RPGWatch: Are you aware of the issues that open world games face that makes the story feel completely secondary and not immersive? Do you consider this a problem?

Lars: Yes, but I see those issues as strengths in this game, not problems. That sounds like a ‘my biggest weakness is my perfectionism’ answer. But most of the problems I’ve seen with open-world stories (at least in my experience) stem from the developers trying to tightly control the player’s experience. That ends up feeling flat - there’s no such thing as urgency in a sandbox game unless the player is supplying it. So in FRONTIERS we’ve tried to tell a story that lets the player drive the action. It expects you to travel large distances and to take pit stops along the way. It allows for you to talk to people out of order and to get lost between destinations. If you build a story around exploration and it starts being an either/or thing, where you’re either playing the game or playing the story, that’s when the story becomes secondary.

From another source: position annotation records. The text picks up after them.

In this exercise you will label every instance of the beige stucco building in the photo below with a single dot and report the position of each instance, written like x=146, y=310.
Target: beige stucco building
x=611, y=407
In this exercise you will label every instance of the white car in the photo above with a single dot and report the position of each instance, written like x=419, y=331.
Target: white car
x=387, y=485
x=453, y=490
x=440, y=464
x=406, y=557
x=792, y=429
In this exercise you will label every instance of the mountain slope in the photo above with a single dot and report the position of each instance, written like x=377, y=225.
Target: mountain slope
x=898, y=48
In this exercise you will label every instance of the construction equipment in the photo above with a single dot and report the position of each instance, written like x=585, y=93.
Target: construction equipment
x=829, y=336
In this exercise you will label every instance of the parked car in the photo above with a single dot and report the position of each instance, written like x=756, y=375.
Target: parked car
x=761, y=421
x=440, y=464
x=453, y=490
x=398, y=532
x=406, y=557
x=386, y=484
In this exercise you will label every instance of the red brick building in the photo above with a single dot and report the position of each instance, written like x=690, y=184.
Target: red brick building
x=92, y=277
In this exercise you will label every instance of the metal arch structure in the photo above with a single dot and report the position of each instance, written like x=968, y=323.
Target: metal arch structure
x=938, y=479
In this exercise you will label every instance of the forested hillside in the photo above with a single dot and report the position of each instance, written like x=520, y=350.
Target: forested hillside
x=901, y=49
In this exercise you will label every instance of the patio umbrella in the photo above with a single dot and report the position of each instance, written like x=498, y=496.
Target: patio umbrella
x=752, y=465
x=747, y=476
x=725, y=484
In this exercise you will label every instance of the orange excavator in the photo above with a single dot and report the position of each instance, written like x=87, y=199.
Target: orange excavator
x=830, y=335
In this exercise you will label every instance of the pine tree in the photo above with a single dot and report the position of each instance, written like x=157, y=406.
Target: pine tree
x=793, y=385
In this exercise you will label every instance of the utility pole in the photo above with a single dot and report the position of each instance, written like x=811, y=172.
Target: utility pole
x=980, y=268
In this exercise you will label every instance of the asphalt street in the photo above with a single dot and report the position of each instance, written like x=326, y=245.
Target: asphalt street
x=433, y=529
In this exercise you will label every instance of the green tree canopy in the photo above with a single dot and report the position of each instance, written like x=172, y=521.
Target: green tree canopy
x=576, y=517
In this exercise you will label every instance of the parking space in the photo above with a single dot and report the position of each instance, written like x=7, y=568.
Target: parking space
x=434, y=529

Ryan: It's only a problem if you make it one. When the goals of the story don't align with those of the player, of course it's going to feel secondary. We've deliberately made the goals in Frontiers stuff that the player will want: More areas to explore and cool new ways to get around where you've already been. We put as few barriers as possible between you and the lovely world you came to see, and give you even more reasons to go out into it.

RPGWatch: You've said you are inspired by Daggerfall. What features does Daggerfall have that are missed or under-represented in today’s games?

Lars: The main thing I loved about the game was the way it dropped you into a world and said absolutely nothing about your place or role in that world. You had to figure that out for yourself. If a dungeon was important it gave you no external sign. There was no beacon on your map - you had to roll up your sleeves and kick in some doors. That total indifference to the player’s actions made the world feel very real to me. I think some of it was accident rather than design, but I enjoyed it whatever the cause.

Most large game worlds tend to revolve around the player, who is usually some messiah - you get the sense that behind every closed door characters are just checking their watch waiting for you to show up and advance the plot. In Daggerfall I felt like they were going about business that had nothing to do with me. Planning murders or writing poetry or whatever. I loved that feeling.​

Daggerfall's world "that had nothing to do with me" may sound a bit at odds with telling "a story that lets the player drive the action", but I guess they mean the feeling of an independent living world in the first case and a kind of "emergent gameplay" in the second. In any case, I'm quite interested in the end result myself. Can two guys make a compelling open-world game? I hope we'll see some day.